Глава восьмая

Ртутный столбик

Костя сказал, что нужно завести дневник. Без научного дневника любому научному опыту грош цена. В дневник следует день за днем записывать работу, которая делается на опытном участке, температуру, погоду, наблюдения за тем, как себя чувствуют растения, ну и все остальное, что так или иначе можно отнести к древней кукурузе.

К середине лета толстая общая тетрадь за двадцать шесть копеек была уже исписана друзьями от корки до корки. Пришлось купить новую. Леша, как руководитель опыта, дал на это десять копеек, Валька и Пятитонка — по восемь.

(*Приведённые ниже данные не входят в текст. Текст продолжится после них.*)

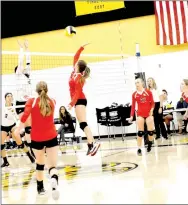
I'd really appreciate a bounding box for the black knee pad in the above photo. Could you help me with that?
[148,131,153,136]
[1,144,5,151]
[49,167,56,174]
[36,164,44,171]
[80,122,87,131]
[138,131,144,137]
[18,142,25,149]
[25,126,31,134]
[51,174,58,183]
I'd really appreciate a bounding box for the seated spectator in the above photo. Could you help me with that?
[176,97,186,134]
[162,90,174,135]
[58,106,75,143]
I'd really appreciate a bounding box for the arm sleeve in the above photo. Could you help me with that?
[69,75,82,107]
[20,98,34,123]
[131,93,136,117]
[73,47,84,69]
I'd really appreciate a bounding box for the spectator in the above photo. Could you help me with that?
[176,97,186,134]
[162,90,174,135]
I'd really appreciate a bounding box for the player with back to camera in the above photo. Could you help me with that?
[180,79,188,132]
[15,81,59,199]
[129,78,155,156]
[68,43,100,156]
[15,40,35,157]
[1,93,35,168]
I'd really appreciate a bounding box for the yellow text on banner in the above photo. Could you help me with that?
[75,1,125,16]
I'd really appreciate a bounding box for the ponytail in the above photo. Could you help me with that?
[80,67,90,83]
[39,90,52,117]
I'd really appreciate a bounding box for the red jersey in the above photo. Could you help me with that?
[182,93,188,103]
[131,90,155,117]
[69,47,86,106]
[21,97,57,142]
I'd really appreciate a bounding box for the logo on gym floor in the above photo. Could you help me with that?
[2,162,138,191]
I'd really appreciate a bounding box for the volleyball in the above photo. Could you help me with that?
[65,26,76,37]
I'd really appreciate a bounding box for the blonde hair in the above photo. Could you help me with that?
[81,67,91,82]
[147,77,157,90]
[77,60,91,83]
[36,81,52,117]
[183,79,188,86]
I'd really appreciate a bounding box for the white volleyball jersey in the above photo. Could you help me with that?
[16,74,32,101]
[1,107,17,127]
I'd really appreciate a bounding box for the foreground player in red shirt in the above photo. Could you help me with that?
[180,79,188,120]
[68,44,100,156]
[16,81,59,199]
[130,78,155,155]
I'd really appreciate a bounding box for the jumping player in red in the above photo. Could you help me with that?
[180,79,188,120]
[68,44,100,156]
[130,78,155,155]
[15,81,59,199]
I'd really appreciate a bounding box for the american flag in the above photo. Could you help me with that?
[154,1,188,45]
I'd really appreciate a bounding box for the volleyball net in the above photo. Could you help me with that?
[2,51,134,113]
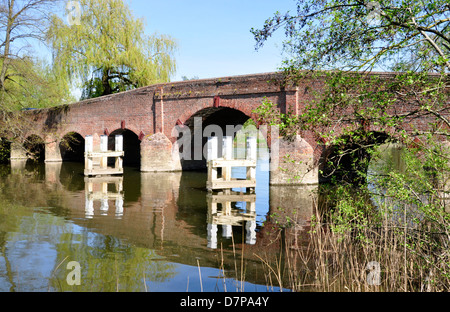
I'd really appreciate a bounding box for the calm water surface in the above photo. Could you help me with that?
[0,151,310,292]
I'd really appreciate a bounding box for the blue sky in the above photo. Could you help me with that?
[125,0,296,81]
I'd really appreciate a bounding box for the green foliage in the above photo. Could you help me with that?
[47,0,176,98]
[253,98,298,138]
[251,0,450,72]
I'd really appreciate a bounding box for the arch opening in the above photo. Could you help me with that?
[319,132,389,185]
[108,129,141,167]
[23,134,45,162]
[59,132,84,162]
[176,107,250,170]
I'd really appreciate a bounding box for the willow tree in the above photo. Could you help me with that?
[48,0,176,98]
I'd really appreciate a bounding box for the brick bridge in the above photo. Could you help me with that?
[11,73,450,185]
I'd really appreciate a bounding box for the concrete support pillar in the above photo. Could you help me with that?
[10,142,28,161]
[270,135,319,185]
[141,132,182,172]
[44,136,62,163]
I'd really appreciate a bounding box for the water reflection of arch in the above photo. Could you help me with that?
[206,192,256,249]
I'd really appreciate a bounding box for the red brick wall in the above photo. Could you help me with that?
[19,73,448,163]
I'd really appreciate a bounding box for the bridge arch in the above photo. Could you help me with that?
[23,134,45,162]
[172,107,255,170]
[319,131,390,184]
[59,131,84,162]
[108,128,141,167]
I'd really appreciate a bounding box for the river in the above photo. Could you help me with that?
[0,149,312,292]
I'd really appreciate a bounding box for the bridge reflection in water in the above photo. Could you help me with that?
[5,162,313,292]
[207,192,256,249]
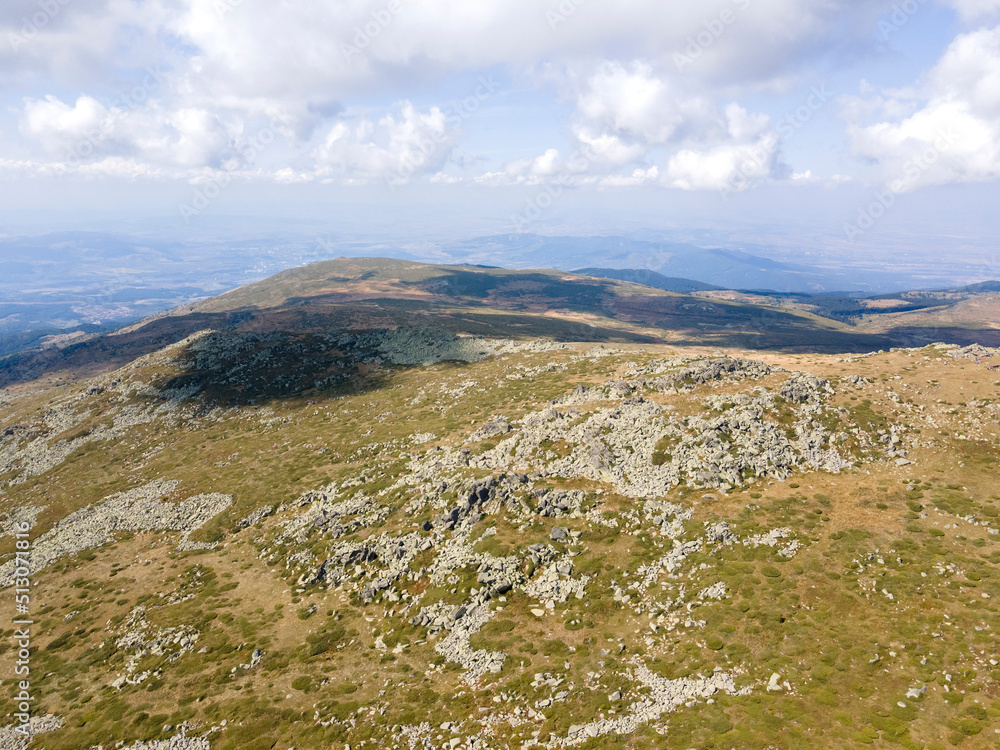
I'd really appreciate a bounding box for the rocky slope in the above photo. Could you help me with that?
[0,268,1000,750]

На первых порах были затруднения с записью температуры. Простая, казалось бы, вещь, а повозиться пришлось немало. Леша взял из дома градусник, который мать пускает в ход, когда в доме кто-нибудь заболеет, и в полдень положил его на камень у края полянки, чтобы записать температуру. Через пять минут ртутный столбик на градуснике подошел к цифре «41», перевалил через линейку и стал приближаться к цифре «42».

Пришлось термометр быстро забрать с камня, потому что Валька предупредил: дело кончится плохо. Он однажды захотел узнать, какая температура в стакане с чаем, но ртуть вылилась из столбика, и градусник перестал существовать.

Тогда Леша положил термометр на землю прямо под кукурузу. На земле было тридцать пять градусов.

Леша стал в тупик: что же записать?

Вечером посоветовался с Костей. Костя сказал, что вообще-то следует измерять температуру и на солнце, и в тени, и на поверхности земли, но так как домашний термометр для этого не приспособлен, то можно сделать по-другому: в «Заре над Кубанью», местной районной газете, каждый день печатают сводку погоды. Вот и нужно переписывать оттуда в тетрадь дневную температуру.

Кроме того, сказал Костя, газета поможет восстановить температуру с первого дня посева доисторической кукурузы. Леше для этого надо сходить в редакцию и обратиться к Вите Савельеву, Костиному приятелю, который там работает. Тот даст Леше все номера «Зари над Кубанью», и Леша выпишет температуру за прошлое время.

— А зачем это нужно? — спросил Леша.

Костя объяснил. Оказывается, каждому злаку, для того чтобы вырасти и дать семя, требуется определенное количество тепла. Подсчитывают так: сеют растение и записывают, какая температура была в тот день. Затем к записанному прибавляют температуру следующего дня, потом третьего, четвертого, пятого… Число прибавляют к числу, пока растение не вызрело. Тогда проводят черту и подбивают итог.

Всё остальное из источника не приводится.